No, it doesn't work quite like that. The company will pay the settlement. If they have legal insurance they may pay or not (there is always an excess and it's quite high on these) the legal fees, depending on whether the insurers consider the claim is valid. In other words, if they are at fault they may not be covered. Assuming they have such insurance. It's not dissimilar to your house or car insurance - if you crash your car becasue the brakes failed you get paid out - if the insurers discover that the garage told you last week that the brakes were failing and needed replacement, and you ignored that, then you can sing for your money!

shikahra

11/01/2010 16:57:33

Can I be Dismissed without Company adhering to it's Employment contract/it's own policies?

Hi, I started work for a company beginning August 09, after 2 interviews was offers the position of showroom manager & sent a letter confiming this, salary etc & that same letter being the Contract of Employment.

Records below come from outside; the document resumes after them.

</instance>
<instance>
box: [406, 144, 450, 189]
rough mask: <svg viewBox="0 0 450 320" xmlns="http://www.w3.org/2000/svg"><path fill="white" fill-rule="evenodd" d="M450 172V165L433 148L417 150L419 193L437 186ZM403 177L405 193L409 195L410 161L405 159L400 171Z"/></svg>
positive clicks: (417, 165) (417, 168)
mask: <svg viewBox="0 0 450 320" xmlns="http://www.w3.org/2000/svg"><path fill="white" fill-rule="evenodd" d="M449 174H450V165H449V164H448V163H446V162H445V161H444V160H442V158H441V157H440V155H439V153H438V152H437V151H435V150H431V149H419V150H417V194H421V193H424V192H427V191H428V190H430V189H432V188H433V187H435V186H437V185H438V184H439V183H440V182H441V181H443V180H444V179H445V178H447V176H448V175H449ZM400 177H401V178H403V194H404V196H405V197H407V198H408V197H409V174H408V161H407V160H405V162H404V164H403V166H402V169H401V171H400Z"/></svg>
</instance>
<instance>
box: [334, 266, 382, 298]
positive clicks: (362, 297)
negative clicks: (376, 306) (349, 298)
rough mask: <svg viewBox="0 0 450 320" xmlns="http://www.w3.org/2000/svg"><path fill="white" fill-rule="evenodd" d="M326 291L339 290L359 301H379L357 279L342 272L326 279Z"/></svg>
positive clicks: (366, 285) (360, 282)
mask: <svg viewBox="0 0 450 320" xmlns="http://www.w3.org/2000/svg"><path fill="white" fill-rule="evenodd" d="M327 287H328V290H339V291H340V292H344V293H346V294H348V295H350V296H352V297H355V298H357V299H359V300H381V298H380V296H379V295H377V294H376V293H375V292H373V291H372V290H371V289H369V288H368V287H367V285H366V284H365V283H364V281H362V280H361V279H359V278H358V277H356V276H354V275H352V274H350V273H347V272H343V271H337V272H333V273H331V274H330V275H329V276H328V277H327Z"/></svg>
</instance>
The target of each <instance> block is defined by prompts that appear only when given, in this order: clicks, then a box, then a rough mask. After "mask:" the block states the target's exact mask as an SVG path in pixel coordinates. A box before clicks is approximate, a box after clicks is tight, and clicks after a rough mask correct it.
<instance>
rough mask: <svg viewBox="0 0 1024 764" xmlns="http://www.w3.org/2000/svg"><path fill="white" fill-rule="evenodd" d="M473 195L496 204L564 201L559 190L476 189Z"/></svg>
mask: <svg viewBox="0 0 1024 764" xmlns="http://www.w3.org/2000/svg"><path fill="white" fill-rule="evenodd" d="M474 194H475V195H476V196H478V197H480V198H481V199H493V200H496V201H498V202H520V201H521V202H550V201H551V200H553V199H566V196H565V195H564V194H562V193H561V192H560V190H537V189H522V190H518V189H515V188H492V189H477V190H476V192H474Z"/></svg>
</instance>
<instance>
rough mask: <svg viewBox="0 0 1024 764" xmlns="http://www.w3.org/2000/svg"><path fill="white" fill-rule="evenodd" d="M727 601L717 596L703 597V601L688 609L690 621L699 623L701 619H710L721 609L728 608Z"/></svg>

There were no clauses in the contract with regard to any trial/probationary period. However, in October without any prior warnings, written or verbally was asked to go upstairs to the accountants office, wasn't asked if I wanted anyone else present. the accountant the proceeded to effectively dismiss me, when asked for reasons (as none were obvious) he said 'sales targets not being met & time for a change' whatever that meant. Now, when i first started i was 'on the road' with salesmen to get some product knowledge so i wasn't really responible for targets until a few weeks prior to being dismissed - we have access to the other showrooms figures and consistently no others met targets all of the time & i had counted that my branch had only met target around 12/14 times that year from january anyway! So i don't believe it to be the case, if so shouldn't they had given me some documented targets and made an issue about targets on proccess to sacking me?

I received a letter from them after chasing it for nearly 3 months & noe the letter says on the grounds of unsuitability, nothing like the reasons given on the day. it is written as being by the managing director but there was no 'further to our discussion' and he definately was not present at the time.

Their policies handbook states the steps the company would take in the process of dismissal & none have been met. Are they in breach of my contract of employment, do i have any grounds to raise a complaint etc?